Put a low two bits of the code word into another byte for the reason we analyze later. At the end of the 256 code word, if not enough a byte, 0 to make up the remaining bits. Different code words are differentiated by different colors, and the fill begins:

One

11100110 10101000 10110100 00101000 11001101 10011000 00100000 01111011

01111011 10111000 01000100 01100110 00100111 01100100 01010110 11000101

00000110 10101110 01100010 11001001 11010001 01001110 10111100 10100101

01010011 11101001 00001110 00011111 00011110 10101100 11010011 11111110

00010011 10010001 11000101 01110000 01010000 11110101 01010110 11101001

11101011 00000111

Every time you look at a byte, you can see the code word from right to left, and a code word may span two bytes. The corresponding hexadecimal result is (not see a let go out of that two bits):

E6 A8 B4 CD 98 7B

7B B8 C5

AE C9 D1 4E BC A5

E9 0E 1F 1E ac&nb

Contact Us

The content source of this page is from Internet, which doesn't represent Alibaba Cloud's opinion; products and services mentioned on that page don't have any relationship with Alibaba Cloud. If the content of the page makes you feel confusing, please write us an email, we will handle the problem within 5 days after receiving your email.
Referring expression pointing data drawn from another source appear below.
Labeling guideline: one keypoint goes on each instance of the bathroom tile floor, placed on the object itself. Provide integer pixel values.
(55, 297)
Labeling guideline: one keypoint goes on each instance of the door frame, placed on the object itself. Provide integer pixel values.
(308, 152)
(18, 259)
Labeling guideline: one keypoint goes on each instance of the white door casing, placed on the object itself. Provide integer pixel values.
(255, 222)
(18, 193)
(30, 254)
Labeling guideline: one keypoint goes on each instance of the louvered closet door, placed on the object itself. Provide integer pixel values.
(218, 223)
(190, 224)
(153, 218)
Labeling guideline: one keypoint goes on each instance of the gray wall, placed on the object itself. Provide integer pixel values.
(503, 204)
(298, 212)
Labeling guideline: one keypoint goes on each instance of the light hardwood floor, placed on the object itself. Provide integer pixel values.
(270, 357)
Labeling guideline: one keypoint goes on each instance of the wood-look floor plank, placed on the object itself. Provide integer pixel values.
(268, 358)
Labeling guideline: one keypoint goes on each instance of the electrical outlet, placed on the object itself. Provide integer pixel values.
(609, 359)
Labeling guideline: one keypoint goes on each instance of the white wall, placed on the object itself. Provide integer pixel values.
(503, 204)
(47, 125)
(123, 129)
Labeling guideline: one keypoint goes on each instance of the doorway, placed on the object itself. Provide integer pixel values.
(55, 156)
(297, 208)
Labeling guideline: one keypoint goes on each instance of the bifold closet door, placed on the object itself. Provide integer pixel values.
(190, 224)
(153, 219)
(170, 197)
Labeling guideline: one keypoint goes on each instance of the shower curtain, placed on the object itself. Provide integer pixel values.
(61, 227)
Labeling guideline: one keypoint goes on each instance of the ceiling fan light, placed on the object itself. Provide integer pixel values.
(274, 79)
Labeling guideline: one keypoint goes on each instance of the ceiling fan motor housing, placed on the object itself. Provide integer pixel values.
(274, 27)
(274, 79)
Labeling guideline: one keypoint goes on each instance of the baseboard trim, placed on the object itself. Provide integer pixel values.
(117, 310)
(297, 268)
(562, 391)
If you find any instances of plagiarism from the community, please send an email to: info-contact@alibabacloud.com and provide relevant evidence. A staff member will contact you within 5 working days.

A Free Trial That Lets You Build Big!

Start building with 50+ products and up to 12 months usage for Elastic Compute Service

  • Sales Support

    1 on 1 presale consultation

  • After-Sales Support

    24/7 Technical Support 6 Free Tickets per Quarter Faster Response

  • Alibaba Cloud offers highly flexible support services tailored to meet your exact needs.